In a growing number of instances, the popular will is increasingly supportive of specific sustainability goals. According to a recent survey by the Yale Program on Climate Change Communication and the George Mason University Center for Climate Change Communication, 73 percent of Americans already believe that climate change is occurring, and only 10 percent conclude that it’s not happening, with 17 percent undecided.
Public opinion results, however, are never enough to propel the legislative process forward. Polls merely identify the opportunity that exists. Neither are polite visits from groups of CEOs ever sufficient to move the legislative needle.
In mid-May, more than 330 companies, including 100 CEOs, made virtual visits with 88 congressional offices in the House and Senate to present their pro-business case for a clean economy and moving forward on climate change. Members and staff listened politely to CEOs and company representatives (as they usually do), and the latter walked away with a positive assessment of their exchange.

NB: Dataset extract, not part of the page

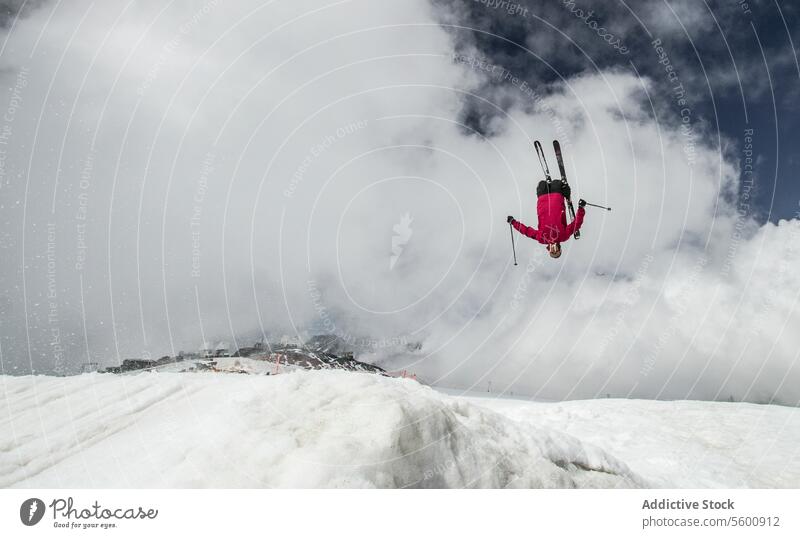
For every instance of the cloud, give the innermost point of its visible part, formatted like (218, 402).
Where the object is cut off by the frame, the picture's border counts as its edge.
(219, 173)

What gets achieved by these one-off meet-and-brief sessions? Taken alone, very little. Will they succeed in advancing business participants’ legislative objectives? Almost never. That’s because these briefings, while necessary, are never sufficient to pass legislation. They must be accompanied by a multi-tiered set of sustained initiatives that include:
- Visits by company representatives in the congressional home districts or state Senate offices. Participants in these local visits are actual voting constituents whose views will be listened to very carefully.
- Direct contributions to congressional representatives or senators running for re-election. Most companies maintain political action committees (PACs) to ensure their voice is heard in legislative and regulatory determinations. PAC monies can be mobilized to advance pro-environmental candidates and can incentivize citizens and other non-business organizations to contribute.
- Contributions to nonprofit organizations that can bundle additional money for candidate support, television and radio advertising.
- Collaborations between business and environmental organizations. Such partnerships on climate, clean water, public health and other issues are viewed as unique and provide important political cover as individual politicians consider their support.
- Position papers, videos and other content from credible, transparent sources that can be easily understood and distributed through social media.
Participation in all of these steps can involve employees of companies and their allies in nongovernmental organizations to mobilize a voting bloc and a megaphone. Transparency in these actions should be observed at all times. Companies also need to ensure that their own lobbyists and their trade associations do not contradict their sustainability positions.
As the nation continues to struggle with the challenges of responding to a COVID-19 pandemic, an economic depression and the ongoing crisis of equal rights and opportunities in our society, the hurdle of passing standalone environmental legislation has become even more difficult. What’s required is a pivot — to a newer narrative that positions climate change and other environmental goals as part of an American renewal in health care systems, infrastructure investments, new public health and environmental standards and expanded economic and social justice opportunities for all citizens.
A bolder plan, a bigger coalition and more ambitious advocacy strategy is what’s needed to capture the public’s imagination, support and votes in 2020 and beyond.